Every non-trivial code, even C code, has to deal with data containers. While arrays are sufficient in lots of cases, memory usage or algorithmic complexity constraints may impose more clever choices. The lack of containers in C standard library is a classical reproach made to the C language, however, many container implementations are already shipped with the glibc, making them, if not standard, at least widely available.
This post is starting a new series, aiming at presenting the container implementations available, show them at work and discuss of some pros and cons of using them.

Since container implementation is a classic of computer science courses, most developers do the mistake of rolling their own (which I did), although it costs time and leads frequently, to painful bugs crawling in the code base.

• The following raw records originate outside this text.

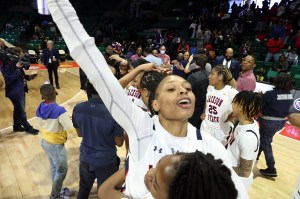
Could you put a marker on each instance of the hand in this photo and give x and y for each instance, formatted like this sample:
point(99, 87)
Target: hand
point(166, 71)
point(260, 93)
point(149, 67)
point(191, 57)
point(229, 118)
point(202, 116)
point(180, 67)
point(175, 62)
point(116, 57)
point(19, 64)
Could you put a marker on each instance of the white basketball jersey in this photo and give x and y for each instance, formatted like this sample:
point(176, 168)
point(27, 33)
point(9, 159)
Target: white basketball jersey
point(244, 143)
point(218, 108)
point(135, 96)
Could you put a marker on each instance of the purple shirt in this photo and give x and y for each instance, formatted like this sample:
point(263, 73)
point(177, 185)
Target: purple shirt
point(246, 81)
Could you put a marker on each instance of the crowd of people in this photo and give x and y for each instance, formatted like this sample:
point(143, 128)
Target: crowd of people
point(189, 121)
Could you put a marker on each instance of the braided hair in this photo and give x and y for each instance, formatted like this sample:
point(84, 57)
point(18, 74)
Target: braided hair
point(201, 176)
point(150, 81)
point(251, 103)
point(222, 70)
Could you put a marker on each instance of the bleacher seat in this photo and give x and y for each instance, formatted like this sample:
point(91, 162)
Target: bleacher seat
point(272, 74)
point(296, 78)
point(268, 65)
point(295, 70)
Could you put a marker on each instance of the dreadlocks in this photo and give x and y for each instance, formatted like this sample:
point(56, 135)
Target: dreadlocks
point(251, 103)
point(201, 176)
point(150, 81)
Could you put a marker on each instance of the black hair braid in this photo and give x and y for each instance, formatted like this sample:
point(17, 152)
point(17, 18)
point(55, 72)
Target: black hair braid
point(201, 176)
point(251, 103)
point(150, 81)
point(225, 72)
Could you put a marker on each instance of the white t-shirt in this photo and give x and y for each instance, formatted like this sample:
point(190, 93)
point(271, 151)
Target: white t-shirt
point(218, 108)
point(148, 140)
point(244, 143)
point(135, 96)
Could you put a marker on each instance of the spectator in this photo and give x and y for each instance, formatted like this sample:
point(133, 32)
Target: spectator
point(198, 79)
point(137, 55)
point(212, 56)
point(16, 87)
point(51, 61)
point(246, 80)
point(293, 57)
point(245, 49)
point(154, 52)
point(55, 124)
point(274, 45)
point(162, 54)
point(100, 133)
point(282, 65)
point(183, 47)
point(151, 58)
point(276, 104)
point(228, 61)
point(294, 113)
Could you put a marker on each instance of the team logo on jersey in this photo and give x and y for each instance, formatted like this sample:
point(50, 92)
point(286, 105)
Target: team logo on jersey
point(297, 104)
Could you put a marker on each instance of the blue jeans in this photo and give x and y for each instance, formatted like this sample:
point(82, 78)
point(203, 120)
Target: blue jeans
point(267, 130)
point(88, 173)
point(57, 156)
point(19, 114)
point(275, 56)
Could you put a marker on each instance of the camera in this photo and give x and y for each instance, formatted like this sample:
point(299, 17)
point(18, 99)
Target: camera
point(12, 57)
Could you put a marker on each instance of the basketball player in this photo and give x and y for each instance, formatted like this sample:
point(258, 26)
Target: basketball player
point(243, 144)
point(150, 138)
point(181, 175)
point(218, 104)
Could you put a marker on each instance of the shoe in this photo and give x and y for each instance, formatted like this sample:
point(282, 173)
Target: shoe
point(268, 172)
point(32, 131)
point(18, 129)
point(66, 192)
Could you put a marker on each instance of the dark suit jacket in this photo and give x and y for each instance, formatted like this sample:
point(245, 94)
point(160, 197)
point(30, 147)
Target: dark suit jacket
point(47, 54)
point(234, 68)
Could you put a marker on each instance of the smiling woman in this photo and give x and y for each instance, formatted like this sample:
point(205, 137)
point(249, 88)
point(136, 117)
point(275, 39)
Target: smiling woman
point(150, 138)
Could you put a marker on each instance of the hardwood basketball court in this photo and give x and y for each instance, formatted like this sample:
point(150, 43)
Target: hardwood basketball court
point(24, 167)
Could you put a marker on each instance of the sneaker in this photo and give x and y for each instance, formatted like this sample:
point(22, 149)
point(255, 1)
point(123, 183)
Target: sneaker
point(268, 172)
point(18, 129)
point(66, 192)
point(32, 131)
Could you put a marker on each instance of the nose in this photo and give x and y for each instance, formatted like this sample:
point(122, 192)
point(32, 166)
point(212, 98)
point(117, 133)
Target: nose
point(182, 91)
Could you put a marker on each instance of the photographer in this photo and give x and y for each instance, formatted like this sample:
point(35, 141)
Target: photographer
point(51, 60)
point(13, 63)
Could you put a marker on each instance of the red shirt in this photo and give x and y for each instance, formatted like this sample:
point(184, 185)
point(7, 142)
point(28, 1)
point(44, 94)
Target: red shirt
point(274, 46)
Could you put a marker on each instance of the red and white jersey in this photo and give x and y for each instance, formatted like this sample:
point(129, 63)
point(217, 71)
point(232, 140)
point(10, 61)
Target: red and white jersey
point(148, 140)
point(218, 108)
point(135, 96)
point(244, 143)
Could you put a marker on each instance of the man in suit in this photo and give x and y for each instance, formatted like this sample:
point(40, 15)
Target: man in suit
point(229, 62)
point(51, 61)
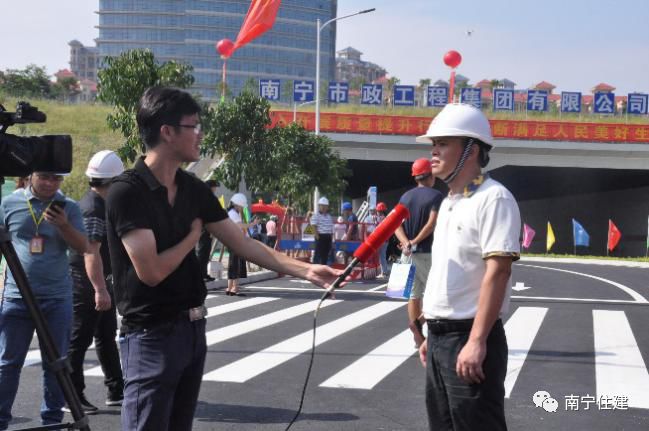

In this article, we’ll evaluate various implementation approaches for containers, ending with the one use by one of sys/queue.h’s sub-APIs: slist.

Prerequisite

I suggest to compile source code examples provided with this article this way:

export CFLAGS="-Wall -Wextra -Wformat=2 -Wunused-variable \
    -Wold-style-definition -Wstrict-prototypes -Wno-unused-parameter \
    -Wmissing-declarations -Wmissing-prototypes -Wpointer-arith \
    -Werror -g3 -O0"

To be done only once, then for example:

make approach_1

Container implementation in C

Most containers have to attach metadata to the data elements they contain. This metadata can be for example, a pointer to a next element (linked list…), a color (red-black trees…) and must be stored “along” with the data of interest. Let’s explore a simple stack API implementation on top of a singly-linked list container.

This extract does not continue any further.